He de reconocer que su sabor no siempre me gustó pero ahora, desde aquella barra, todo era diferente. Las pelotillas de servilletas y los palillos le quedaban bien. Se había creado una consanguinidad de espíritu. Dicen que eso es lo que cuenta. La cosmovisión, no el físico. Sigo creyendo que la atracción tiene que estar ahí como el toque picante del guiso. Atrapado por el abrazo de un prolongado hervor, era capaz de entender muchas cosas. La importancia de la profundidad del sofrito era el reflejo su mirada. Todo un poso de sabores conseguidos tras la experiencia de la soledad de una cazuela. Creía que me escaparía airoso de su personalidad pero caí preso de la untuosidad de la salsa. Pringoso en su gelatina, me rendí y mojé el pan.

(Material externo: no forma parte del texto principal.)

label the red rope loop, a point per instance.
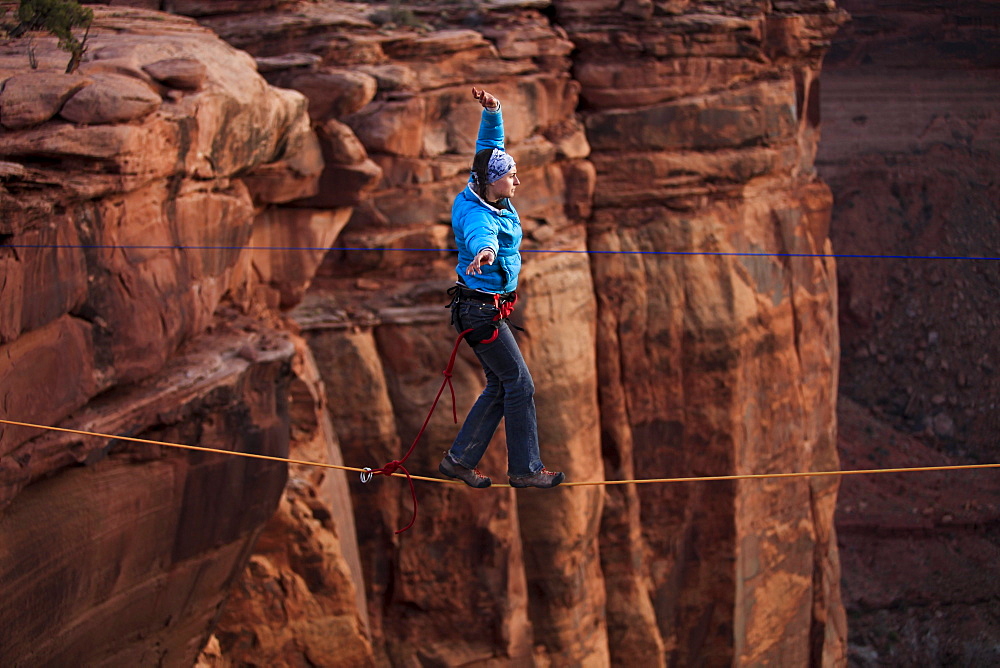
(397, 464)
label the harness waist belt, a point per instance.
(484, 297)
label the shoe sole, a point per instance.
(561, 477)
(442, 470)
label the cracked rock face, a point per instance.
(679, 322)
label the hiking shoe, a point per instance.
(471, 477)
(544, 478)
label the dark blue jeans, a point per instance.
(509, 394)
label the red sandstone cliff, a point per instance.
(673, 142)
(911, 92)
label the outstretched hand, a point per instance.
(488, 100)
(485, 256)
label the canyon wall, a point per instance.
(128, 285)
(679, 322)
(910, 146)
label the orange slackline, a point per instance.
(368, 471)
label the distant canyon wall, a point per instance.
(678, 324)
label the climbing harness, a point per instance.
(503, 303)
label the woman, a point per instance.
(488, 234)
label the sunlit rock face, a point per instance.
(910, 133)
(678, 323)
(128, 199)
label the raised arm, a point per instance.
(491, 133)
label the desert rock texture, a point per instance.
(911, 93)
(231, 229)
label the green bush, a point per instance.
(58, 17)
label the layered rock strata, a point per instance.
(132, 193)
(680, 320)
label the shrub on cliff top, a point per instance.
(58, 17)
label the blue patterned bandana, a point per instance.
(500, 163)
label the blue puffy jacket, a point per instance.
(479, 225)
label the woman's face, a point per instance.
(505, 185)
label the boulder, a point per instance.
(111, 99)
(33, 98)
(180, 73)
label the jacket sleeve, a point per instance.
(491, 130)
(481, 232)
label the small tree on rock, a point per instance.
(58, 17)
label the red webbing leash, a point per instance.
(504, 308)
(397, 464)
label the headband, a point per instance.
(500, 163)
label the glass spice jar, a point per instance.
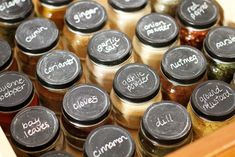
(16, 93)
(53, 10)
(85, 107)
(196, 18)
(129, 11)
(109, 141)
(56, 73)
(82, 20)
(212, 106)
(35, 131)
(155, 34)
(135, 88)
(7, 59)
(12, 14)
(165, 127)
(182, 69)
(107, 52)
(219, 49)
(35, 38)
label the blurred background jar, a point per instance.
(82, 20)
(212, 106)
(168, 7)
(16, 93)
(7, 59)
(135, 88)
(165, 127)
(196, 18)
(35, 131)
(124, 15)
(182, 69)
(219, 49)
(35, 38)
(155, 34)
(53, 10)
(85, 108)
(107, 52)
(122, 142)
(56, 73)
(12, 14)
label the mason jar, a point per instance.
(129, 11)
(155, 34)
(56, 73)
(212, 106)
(135, 88)
(219, 49)
(166, 126)
(182, 69)
(107, 52)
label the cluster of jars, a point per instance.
(132, 78)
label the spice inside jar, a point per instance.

Con ese puñetazo de sabor había cedido a muchos presupuestos vitales. Ceder y rendirse eran dos términos que ya no me importaba reconocer. Ahora me adentraba en el mundo de la casquería sin tener referencias claras. La numismática de las entrañas ya no parecía algo pasado de moda. Era un viaje adictivo que me mantendría impaciente por nuevas expresiones del mismo guiso. Borboteaba en mí una ilusión infantil. Quizás otras preparaciones tuvieran ese tufillo altanero y pretencioso para ocultar esa vacuidad tan propia del comer pero en las vísceras no había nada de eso. Directas y sin rodeos, eran un aporte calórico para un alma rota. Eso era lo que debería ser todo. Grasa reconfortante en un mar de opciones hipocalóricas. Por fin lo entendía, eran una excepción.
No importaba lo tarde que lo hubiera descubierto porque ya todo tenía más sentido.
Hoy me he acordado de ella.
Callos del bar Pinotxo. En Barcelona, septiembre de 2015.